Now I feel like a bad person. I'm sorry. There were good points in the book. The story had some very imaginative elements, and I saw some word play that was pretty good. The good parts, however, drowned in the mediocre storytelling and straight-up painful to read moments.

I'm not bashing the author here, although it sounds like I am. Every writer produces a load of junk before writing his or her first good novel. I have a novel I wrote in high school that no one will ever see. Ever. It's cliche and didactic and poorly written and everything I've learned to move away from. But we all write one of these. Well, most of us do. I won't speak for the literary giants among us. I call it my "apprenticeship novel", and while, at the time, I wanted it published because it was awesome (HAH!), I'm very, very grateful that it wasn't.

Which brings me to my main point. I'm not here to insult the author of this book. I'm here to insult his editor. This book should never have been published as it was. It needed a lot of work. Not taking the time to improve this book just because the name would sell any old garbage was a disservice to the writer.
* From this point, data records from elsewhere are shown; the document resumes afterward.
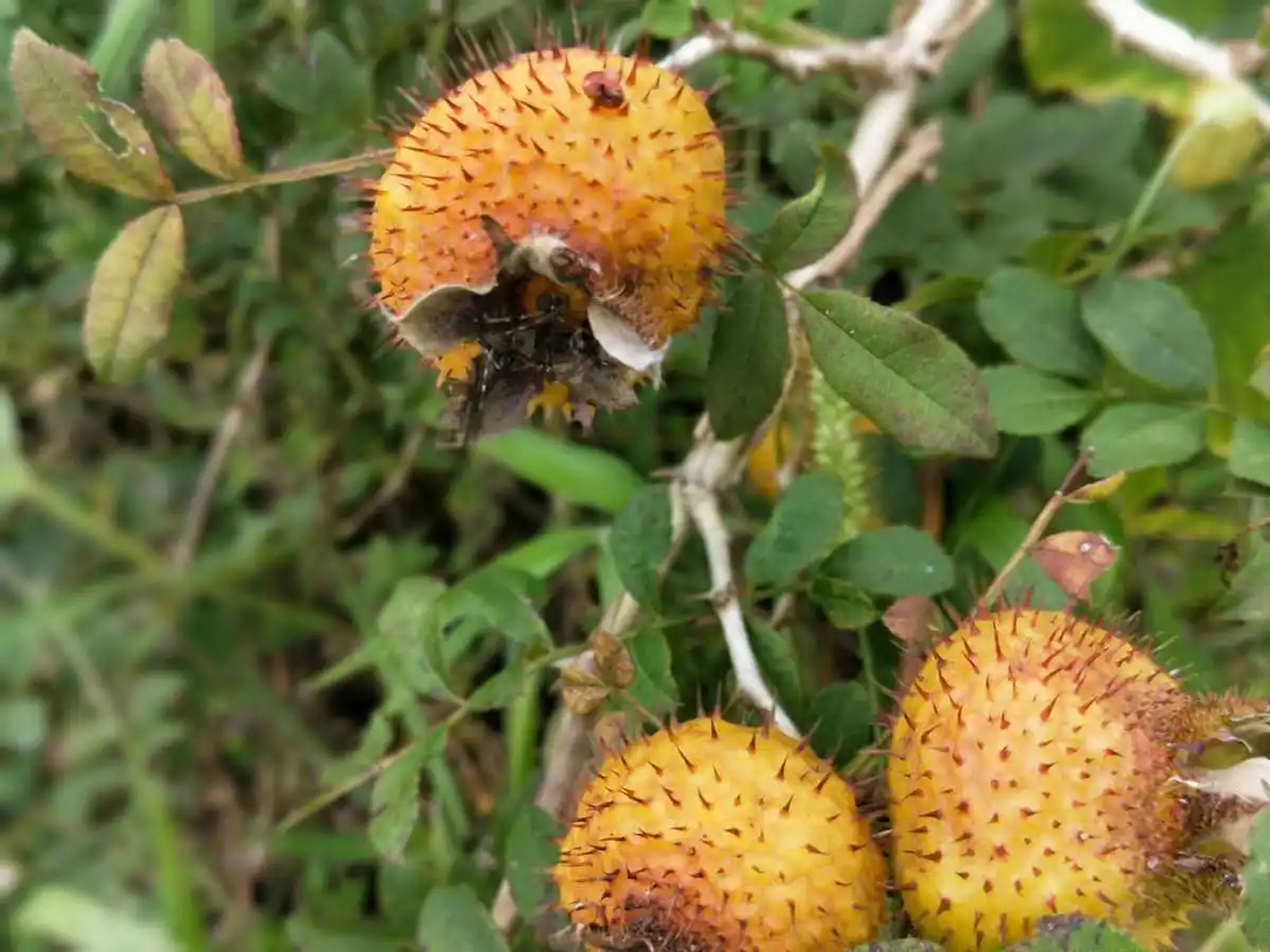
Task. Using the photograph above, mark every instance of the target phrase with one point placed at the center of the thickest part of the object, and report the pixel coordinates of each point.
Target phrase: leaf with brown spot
(1074, 559)
(97, 138)
(131, 296)
(188, 99)
(901, 372)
I can tell you, I'm not going to be reading any of Colfer's future publications.

I was blessed to work with an excellent editor who told me everything that was wrong with my novel, and while it hurt to hear, he was right. The story is much better now for his help. I've come to see the collaboration between author and editor as a team effort; both are trying to produce the best possible work. Publishers and editors also should work as gatekeepers, preventing bad books from hitting the market either by rejecting them or by helping the writers improve them.

So, I'm angry over this book, but not so much at the writer. I remember the thrill of completing my first novel. It's hard not to print out a zillion copies and send them to everyone you know, plus a hundred publishers. It's the publisher I'm mad at, because even celebrities should want to produce work they can be proud of, and careful editing helps with that. If Colfer rejected his editor's help, well, that's another thing, though I think the book should still not have been published.

And yes, the bias against celebrity writers is still very much intact, more's the pity.